Quand les créateurs s’inspirent des autres cultures: un sujet délicat
Des plumes d’Indien chez Victoria’s Secret aux dreadlocks chez Marc Jacobs, les créateurs ne se privent pas de puiser dans les traditions d’autres cultures… mais où s’arrête l’inspiration et où commence l’offense ? Décryptage.
Lorsqu’il a essuyé les foudres des critiques après avoir affublé de dreadlocks bariolés les mannequins blancs qui défilaient pour son printemps-été 17, Marc Jacobs n’a pas immédiatement saisi les raisons de cet émoi. » Je ne vois ni couleur ni race, mais simplement des êtres humains « , se défendait-il alors. Les médias sociaux se sont toutefois empressés de lui ouvrir les yeux. » Quand un homme noir porte des dreadlocks, il est perçu comme un bon-à-rien à moitié défoncé… mais sur des modèles blancs présentant la collection d’un Blanc, tout à coup, ce n’est plus clodo mais bobo « , a résumé un utilisateur de Twitter. Depuis, le créateur a reconnu avoir » peut-être un peu manqué de tact « .

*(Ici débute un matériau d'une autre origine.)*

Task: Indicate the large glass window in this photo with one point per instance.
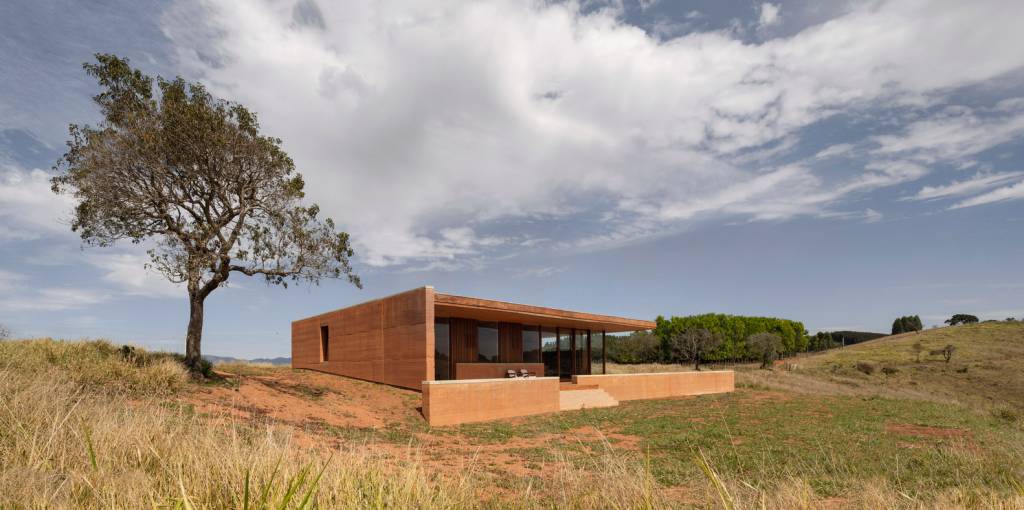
(582, 356)
(530, 344)
(597, 352)
(564, 352)
(549, 351)
(486, 342)
(442, 350)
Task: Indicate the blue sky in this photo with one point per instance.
(840, 164)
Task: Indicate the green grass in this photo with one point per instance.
(833, 442)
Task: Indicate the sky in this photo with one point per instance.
(836, 163)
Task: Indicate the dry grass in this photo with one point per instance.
(82, 426)
(984, 373)
(88, 425)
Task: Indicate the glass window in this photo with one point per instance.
(325, 344)
(564, 352)
(486, 342)
(530, 344)
(442, 350)
(549, 351)
(582, 356)
(597, 352)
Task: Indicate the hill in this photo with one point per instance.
(257, 360)
(983, 373)
(92, 425)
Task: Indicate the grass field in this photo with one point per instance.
(815, 432)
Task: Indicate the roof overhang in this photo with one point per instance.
(501, 311)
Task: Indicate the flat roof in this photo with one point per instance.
(491, 310)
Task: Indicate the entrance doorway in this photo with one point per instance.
(573, 352)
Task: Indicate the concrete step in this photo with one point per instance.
(585, 398)
(577, 387)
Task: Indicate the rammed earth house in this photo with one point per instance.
(459, 351)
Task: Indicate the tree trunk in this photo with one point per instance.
(194, 336)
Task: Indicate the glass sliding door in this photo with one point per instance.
(486, 342)
(442, 350)
(530, 344)
(581, 357)
(597, 352)
(549, 351)
(565, 353)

Peut-on porter un authentique kimono japonais par-dessus un jeans ? Rapporter de voyage un bracelet indien ? Il n’y a pas de règles claires.
Entre-temps, le débat sur l’appropriation culturelle fait rage sur la planète fashion. Ses partisans estiment que ce brassage d’identités est justement ce qui rend notre société riche et diverse, l’engouement des Occidentaux pour les vêtements » exotiques » relevant d’ailleurs d’une longue tradition. Il suffit de se plonger dans les archives de la mode ou d’explorer la garde-robe de la noblesse, au fil des siècles, pour voir se succéder les somptueuses étoffes orientales, les turbans ornés de plumes d’autruche sous la Régence, les vestes » banian » que le xviiie siècle a empruntées à la Perse, les broderies d’inspiration égyptienne des années 20, les costumes en soie à col mao des fifties ou encore les références au folklore russe chez Paul Poiret à l’aube du xxe siècle. Et la liste n’est pas exhaustive, confirme Emmanuelle Dirix, professeur d’histoire du costume à l’Académie d’Anvers et responsable de la formation Fashion Branding with Communication au Leeds College of Art. » A condition de faire preuve de respect et de réaliser un vrai travail de recherche, il n’y a en soi rien de mal à aller puiser dans d’autres cultures. Cela peut même donner des résultats aussi surprenants que positifs « , souligne la spécialiste.
Une illustration de la multiculturalité ?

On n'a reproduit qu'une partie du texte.